Thanks in advance smile.png

Advertisement

I don't know if this is the case, but I've seen often that if you've got lots of functions like this that move data back and forth between float registers and SSE registers, then that ends up wasting so much time, that SSE becomes the same speed (or slower) than regular float stuff!

I'd try to make your Vec4 class store it's members as an __m128.

In some engines I've even seen a floatInVec class (or Vec1), which internally is an __m128, but to the user it appears like a float. This lets you keep more of your math code working with SSE data, rather than having it juggle between float and SSE.

Regarding the Normalize and Dot functions - considering that you're only really operating on a Vec3, then if you're running these over large data-sets, it might be worthwhile making an SoAVec3 class (as well as the normal Vec4 class), which stores 4 x values, then 4 y values, then 4 z values in 3 __m128 variables. This reduces the total working size of the data-set, and often lets you write more optimized (shorter) functions.

[deleted - stupid post suggesting the use of the dot product intrinsic when it is clearly already being used]

@achild As you can see above I'm already using that intrinsic for the dot product rolleyes.gif

@hodgman I was thinking about that...I'll give it a try and see if it gives me some boost

@achild As you can see above I'm already using that intrinsic for the dot product rolleyes.gif

@hodgman I was thinking about that...I'll give it a try and see if it gives me some boost

blink.png Wow. Not much you can say to that. Talk about not paying attention.

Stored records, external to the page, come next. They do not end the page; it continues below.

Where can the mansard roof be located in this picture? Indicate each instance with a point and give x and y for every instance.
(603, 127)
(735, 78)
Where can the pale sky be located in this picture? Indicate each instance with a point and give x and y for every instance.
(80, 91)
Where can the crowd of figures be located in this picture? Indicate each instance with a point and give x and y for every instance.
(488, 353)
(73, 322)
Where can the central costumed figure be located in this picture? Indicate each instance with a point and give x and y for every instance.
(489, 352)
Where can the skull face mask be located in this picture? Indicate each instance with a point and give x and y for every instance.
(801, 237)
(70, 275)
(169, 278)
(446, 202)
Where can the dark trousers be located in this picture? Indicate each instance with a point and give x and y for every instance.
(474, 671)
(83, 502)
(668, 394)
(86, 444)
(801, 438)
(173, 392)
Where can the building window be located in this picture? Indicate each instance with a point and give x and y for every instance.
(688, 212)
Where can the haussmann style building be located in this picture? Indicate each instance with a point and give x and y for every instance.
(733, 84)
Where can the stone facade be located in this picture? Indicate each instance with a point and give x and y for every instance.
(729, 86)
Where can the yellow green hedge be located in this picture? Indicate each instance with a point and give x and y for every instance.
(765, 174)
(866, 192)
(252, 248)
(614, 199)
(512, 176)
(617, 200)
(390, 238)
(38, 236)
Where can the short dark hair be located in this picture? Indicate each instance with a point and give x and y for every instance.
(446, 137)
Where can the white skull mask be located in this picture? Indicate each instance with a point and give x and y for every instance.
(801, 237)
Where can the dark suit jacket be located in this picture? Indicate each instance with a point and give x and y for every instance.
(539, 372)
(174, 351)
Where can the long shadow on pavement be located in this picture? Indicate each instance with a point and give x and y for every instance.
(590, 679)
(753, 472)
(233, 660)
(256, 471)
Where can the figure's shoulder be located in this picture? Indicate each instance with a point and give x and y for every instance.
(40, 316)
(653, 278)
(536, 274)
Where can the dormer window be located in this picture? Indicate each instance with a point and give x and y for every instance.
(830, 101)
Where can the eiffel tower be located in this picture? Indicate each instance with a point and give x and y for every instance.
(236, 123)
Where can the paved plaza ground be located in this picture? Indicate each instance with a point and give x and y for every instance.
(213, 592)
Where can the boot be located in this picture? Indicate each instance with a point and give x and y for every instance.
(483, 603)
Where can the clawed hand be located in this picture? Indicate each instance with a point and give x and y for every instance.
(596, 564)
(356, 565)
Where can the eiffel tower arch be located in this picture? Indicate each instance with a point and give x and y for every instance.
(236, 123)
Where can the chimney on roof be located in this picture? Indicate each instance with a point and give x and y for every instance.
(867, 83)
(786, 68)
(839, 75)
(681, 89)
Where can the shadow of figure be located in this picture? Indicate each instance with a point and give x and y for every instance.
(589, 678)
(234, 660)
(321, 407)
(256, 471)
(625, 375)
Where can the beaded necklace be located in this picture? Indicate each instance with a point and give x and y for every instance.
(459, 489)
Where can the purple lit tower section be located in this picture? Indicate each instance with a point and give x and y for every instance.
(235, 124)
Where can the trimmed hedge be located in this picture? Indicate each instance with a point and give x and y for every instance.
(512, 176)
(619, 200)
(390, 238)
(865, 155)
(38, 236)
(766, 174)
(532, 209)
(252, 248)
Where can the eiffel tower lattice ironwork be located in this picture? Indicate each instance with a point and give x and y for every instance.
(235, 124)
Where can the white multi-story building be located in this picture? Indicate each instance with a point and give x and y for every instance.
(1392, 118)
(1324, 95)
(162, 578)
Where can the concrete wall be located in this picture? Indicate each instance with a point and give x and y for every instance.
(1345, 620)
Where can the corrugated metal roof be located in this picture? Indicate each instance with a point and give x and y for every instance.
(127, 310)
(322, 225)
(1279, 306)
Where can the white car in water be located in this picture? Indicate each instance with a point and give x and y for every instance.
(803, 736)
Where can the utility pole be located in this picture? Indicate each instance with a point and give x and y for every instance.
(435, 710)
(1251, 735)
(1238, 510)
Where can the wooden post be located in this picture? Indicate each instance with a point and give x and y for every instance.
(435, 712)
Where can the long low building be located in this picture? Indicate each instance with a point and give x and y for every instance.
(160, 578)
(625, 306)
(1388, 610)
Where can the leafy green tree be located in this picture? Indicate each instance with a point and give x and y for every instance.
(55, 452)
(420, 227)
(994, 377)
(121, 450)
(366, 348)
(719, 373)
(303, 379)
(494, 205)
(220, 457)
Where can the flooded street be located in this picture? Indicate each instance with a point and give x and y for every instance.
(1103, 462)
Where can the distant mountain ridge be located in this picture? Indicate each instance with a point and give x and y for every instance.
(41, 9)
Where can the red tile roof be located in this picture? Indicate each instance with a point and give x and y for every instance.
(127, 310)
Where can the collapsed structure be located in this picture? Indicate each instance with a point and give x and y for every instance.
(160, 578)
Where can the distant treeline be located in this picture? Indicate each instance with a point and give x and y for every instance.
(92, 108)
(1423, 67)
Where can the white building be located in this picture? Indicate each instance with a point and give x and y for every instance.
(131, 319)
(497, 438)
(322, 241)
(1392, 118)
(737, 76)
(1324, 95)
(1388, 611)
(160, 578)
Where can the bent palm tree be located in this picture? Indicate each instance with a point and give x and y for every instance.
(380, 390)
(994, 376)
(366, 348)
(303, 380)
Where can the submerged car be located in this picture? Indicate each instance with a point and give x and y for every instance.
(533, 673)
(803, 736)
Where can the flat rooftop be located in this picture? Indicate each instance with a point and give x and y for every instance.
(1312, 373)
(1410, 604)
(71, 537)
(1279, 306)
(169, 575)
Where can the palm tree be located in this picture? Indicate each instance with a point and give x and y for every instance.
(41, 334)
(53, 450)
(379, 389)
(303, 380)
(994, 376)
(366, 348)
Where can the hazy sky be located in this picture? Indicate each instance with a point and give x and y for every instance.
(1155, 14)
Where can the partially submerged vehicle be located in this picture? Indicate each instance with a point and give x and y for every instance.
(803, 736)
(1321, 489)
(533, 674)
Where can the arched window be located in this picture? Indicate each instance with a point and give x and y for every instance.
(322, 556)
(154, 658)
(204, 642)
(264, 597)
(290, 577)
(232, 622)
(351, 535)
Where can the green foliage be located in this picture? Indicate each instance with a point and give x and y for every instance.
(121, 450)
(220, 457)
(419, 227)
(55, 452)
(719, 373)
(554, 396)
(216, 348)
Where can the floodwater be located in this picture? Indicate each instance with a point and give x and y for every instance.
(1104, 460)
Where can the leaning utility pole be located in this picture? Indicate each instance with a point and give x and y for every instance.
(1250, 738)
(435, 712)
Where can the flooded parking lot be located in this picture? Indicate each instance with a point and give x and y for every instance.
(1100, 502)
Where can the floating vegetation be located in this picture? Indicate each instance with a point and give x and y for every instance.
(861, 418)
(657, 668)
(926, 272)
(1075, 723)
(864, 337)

As Hodge says, due to the load and then store costs, the code is likely going to be loosing so much performance that it may not be giving you any gains at all. Having said that, get rid of the union bits and replace it with the appropriate sse calls. Using that union trick is causing the compiler to flush the registers back to memory just so you can access them to put them in different memory. Here's the modified code (removed comments for brevity):

_declspec(align(16))
struct Vec4
{
	float x, y, z, w;

	inline const Vec4 Normalize()
	{
		__m128 tmp = _mm_load_ps( &x );
		__m128 dp = _mm_dp_ps(tmp, tmp, 0x7F); 
		dp = _mm_rsqrt_ps(dp);
		tmp = _mm_mul_ps(tmp, dp);
		
		Vec4 vec;
		_mm_store_ps( &vec.x, tmp );
		vec.w = 1.0f;
		return vec;
	}

	inline const float Dot(const Vec4 &v2)
	{
		__m128 a = _mm_load_ps( &x );
		__m128 b = _mm_load_ps( &v2.x );
		__m128 dp = _mm_dp_ps(a, b, 0x7F); 

		float result;
		_mm_store_ss( &result, dp );
		return result;
	}
};
That should be a bit faster since it removes the unneeded register flushes and leverages the aligned load speeds given that the class is 16 byte aligned. In effect, even though you are not using an __m128 for storage in the class, this is treating the class as one anyway.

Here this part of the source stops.